Les Etats-Unis partis en
guerre contre l’Axe du Mal après les attentats de septembre 2001 n’ont pas
tardé à donner au fils Bush l’occasion de terminer ce que son père avait
commencé en Irak. Le fer et le feu s’abattent sur le pays de
« Satan » Hussein, des hommes pénètrent sur le terrain des opérations
et la guerre se révèle bien peu chirurgicale. On tue des femmes et des enfants,
on tire sur des cadavres pour être certain de leur mort, on compte les pertes
dans le camp américain.
Bientôt mille.
Bartle, 21 ans, et Murph, 18 ans, ne
veulent pas être celui qui atteindra le chiffre symbolique. Ils comptent
survivre, au prix d’un retour difficile à la vie civile puisqu’ils seront
marqués par leurs actes, comme la génération de la guerre du Viêt-Nam. Les
jeunes vétérans n’ont plus l’âge de leurs corps, ils ont celui de leurs fautes,
quand bien même ils les ont commises sur ordre…
Kevin Powers expliquait,
dans un texte donné au Monde au moment où il recevait le prix du roman étranger de ce quotidien,
comment était né ce premier roman où il transpose sa propre expérience de la
guerre d’Irak, quelles sont ses ambitions et ses limites : « Même si j’espère avoir réussi à
formuler une petite part de vérité sur cette guerre, ce que j’ai écrit n’est en
aucun cas un rapport ou un document. Ce n’est ni une thèse ni une prise de
position. J’ai plutôt tenté de dessiner les contours de la conscience d’un
homme qui puissent tenir, ne serait-ce que brièvement, le rôle du
souvenir. »
Le souvenir est puissant
et il va s’incruster pour longtemps dans la mémoire des lecteurs. Yellow Birds est un livre qui serre le
cœur autant par ce qu’il raconte que par la manière dont il le fait. Il
s’inscrit d’emblée dans la lignée des plus grands romans de guerre,
c’est-à-dire des livres qui s’intéressent autant à l’humanité des soldats qu’à
l’inhumanité de ce qu’ils vivent.
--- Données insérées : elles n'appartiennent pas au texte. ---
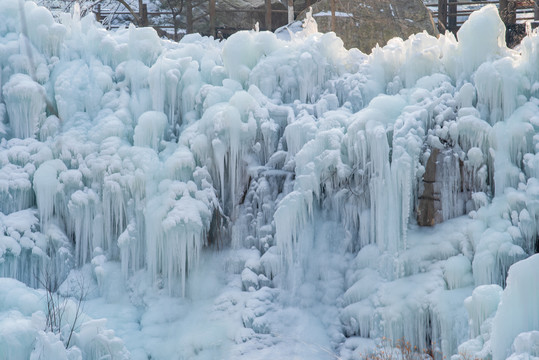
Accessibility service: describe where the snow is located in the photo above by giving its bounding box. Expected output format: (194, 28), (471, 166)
(0, 0), (539, 360)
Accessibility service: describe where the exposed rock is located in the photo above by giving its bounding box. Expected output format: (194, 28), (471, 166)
(417, 148), (443, 226)
(299, 0), (438, 53)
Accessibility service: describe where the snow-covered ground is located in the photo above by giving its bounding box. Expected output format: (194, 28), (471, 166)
(0, 0), (539, 360)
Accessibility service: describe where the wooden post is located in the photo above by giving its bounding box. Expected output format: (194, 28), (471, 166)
(288, 0), (294, 24)
(438, 0), (447, 34)
(140, 4), (148, 26)
(210, 0), (215, 37)
(266, 0), (272, 31)
(498, 0), (509, 25)
(507, 0), (517, 24)
(185, 0), (193, 34)
(331, 0), (336, 32)
(447, 0), (457, 32)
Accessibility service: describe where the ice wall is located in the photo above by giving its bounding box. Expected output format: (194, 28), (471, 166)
(0, 0), (539, 356)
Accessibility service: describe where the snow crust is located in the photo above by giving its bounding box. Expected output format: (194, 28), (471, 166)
(0, 0), (539, 360)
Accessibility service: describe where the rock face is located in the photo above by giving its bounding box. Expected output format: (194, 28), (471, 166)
(299, 0), (438, 53)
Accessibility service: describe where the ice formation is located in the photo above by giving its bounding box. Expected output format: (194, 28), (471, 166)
(0, 0), (539, 360)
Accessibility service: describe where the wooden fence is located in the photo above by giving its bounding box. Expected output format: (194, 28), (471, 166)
(93, 0), (316, 40)
(426, 0), (539, 33)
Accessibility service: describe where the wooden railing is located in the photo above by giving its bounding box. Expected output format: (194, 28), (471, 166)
(425, 0), (539, 33)
(93, 0), (316, 40)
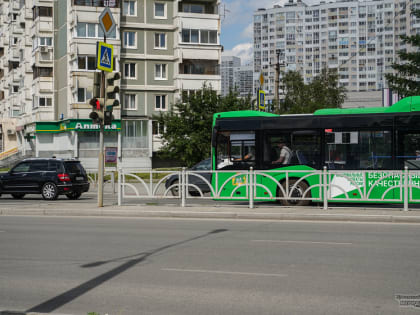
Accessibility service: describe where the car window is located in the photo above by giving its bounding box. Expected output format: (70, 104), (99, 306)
(12, 162), (30, 173)
(48, 161), (63, 172)
(64, 161), (85, 174)
(29, 161), (48, 172)
(192, 159), (211, 171)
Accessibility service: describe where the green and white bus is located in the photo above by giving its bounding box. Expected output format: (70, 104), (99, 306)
(212, 96), (420, 205)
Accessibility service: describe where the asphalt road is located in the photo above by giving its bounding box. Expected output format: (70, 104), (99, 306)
(0, 216), (420, 315)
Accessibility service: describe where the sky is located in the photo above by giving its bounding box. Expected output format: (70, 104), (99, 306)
(219, 0), (319, 65)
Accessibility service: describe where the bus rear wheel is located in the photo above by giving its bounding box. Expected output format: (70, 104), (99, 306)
(277, 179), (311, 206)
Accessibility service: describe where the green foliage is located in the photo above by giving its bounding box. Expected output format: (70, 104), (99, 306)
(385, 10), (420, 97)
(153, 86), (251, 167)
(277, 69), (346, 114)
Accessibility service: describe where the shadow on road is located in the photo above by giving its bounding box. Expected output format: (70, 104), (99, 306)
(26, 229), (228, 313)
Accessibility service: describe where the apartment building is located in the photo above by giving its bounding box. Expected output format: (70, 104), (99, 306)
(220, 54), (241, 96)
(0, 0), (221, 168)
(253, 0), (420, 107)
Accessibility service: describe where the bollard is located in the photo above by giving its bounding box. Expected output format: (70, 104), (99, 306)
(118, 167), (123, 206)
(248, 166), (254, 209)
(404, 166), (409, 211)
(178, 167), (185, 207)
(111, 171), (115, 194)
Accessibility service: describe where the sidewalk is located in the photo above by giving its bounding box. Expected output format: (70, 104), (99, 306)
(0, 201), (420, 223)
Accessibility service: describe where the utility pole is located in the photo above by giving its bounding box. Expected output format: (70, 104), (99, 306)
(92, 6), (116, 207)
(271, 49), (286, 111)
(98, 35), (106, 207)
(274, 49), (280, 111)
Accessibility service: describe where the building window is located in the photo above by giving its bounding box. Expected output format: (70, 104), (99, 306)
(152, 120), (165, 136)
(123, 1), (136, 16)
(32, 7), (52, 21)
(39, 97), (52, 107)
(155, 64), (166, 80)
(76, 22), (117, 39)
(200, 30), (217, 44)
(182, 3), (204, 13)
(123, 32), (136, 48)
(155, 95), (166, 110)
(77, 56), (96, 70)
(155, 2), (166, 19)
(39, 37), (52, 46)
(155, 33), (166, 49)
(33, 67), (53, 79)
(124, 63), (136, 79)
(73, 0), (119, 8)
(76, 88), (92, 103)
(124, 94), (137, 110)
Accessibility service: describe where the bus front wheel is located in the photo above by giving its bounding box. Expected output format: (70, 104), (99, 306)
(277, 178), (311, 206)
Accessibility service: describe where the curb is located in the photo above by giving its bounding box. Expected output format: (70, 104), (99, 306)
(0, 208), (420, 225)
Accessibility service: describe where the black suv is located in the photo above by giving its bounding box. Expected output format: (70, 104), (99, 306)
(0, 158), (89, 200)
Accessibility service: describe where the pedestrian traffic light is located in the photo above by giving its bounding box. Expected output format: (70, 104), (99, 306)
(89, 97), (104, 124)
(104, 110), (114, 126)
(105, 72), (121, 112)
(92, 72), (101, 97)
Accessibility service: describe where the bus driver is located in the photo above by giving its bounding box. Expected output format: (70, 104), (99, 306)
(271, 142), (292, 165)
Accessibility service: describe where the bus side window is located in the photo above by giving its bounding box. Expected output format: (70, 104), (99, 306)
(397, 131), (420, 170)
Et dont ceux qui restent, parfois, ne se
remettront jamais.
La langue avec laquelle
Kevin Powers cerne les faits et les émotions est somptueuse, poétique et
concrète à la fois. Elle dit au plus juste la perte des repères et l’approche
de la folie, la poussière qui vole et le sang qui coule. Tout est si précis, si
nuancé, qu’on sursaute de rencontrer trois fois, pour décrire la neige, le même
vieux cliché du « manteau blanc ». Vérification faite dans l’édition
originale, on ne doit cette malheureuse répétition qu’aux traducteurs (1).
Pas de quoi gâcher… le
plaisir ? Pas exactement le plaisir, car il y a trop de douleur. Mais
plutôt l’impression d’être emporté, avec Bartle et son ami Murph, par une
énorme vague contre la force de laquelle on ne peut rien, sinon glaner quelques
détails sur lesquels le regard s’arrête et aussitôt après continuer le
mouvement. C’est d’une beauté prégnante, comme toutes les grandes tragédies.
(1) Kevin Powers a
écrit, chaque fois de manière différente : « the white
erasure », « a thin sheet of
blankness » et « that blank
canvas ».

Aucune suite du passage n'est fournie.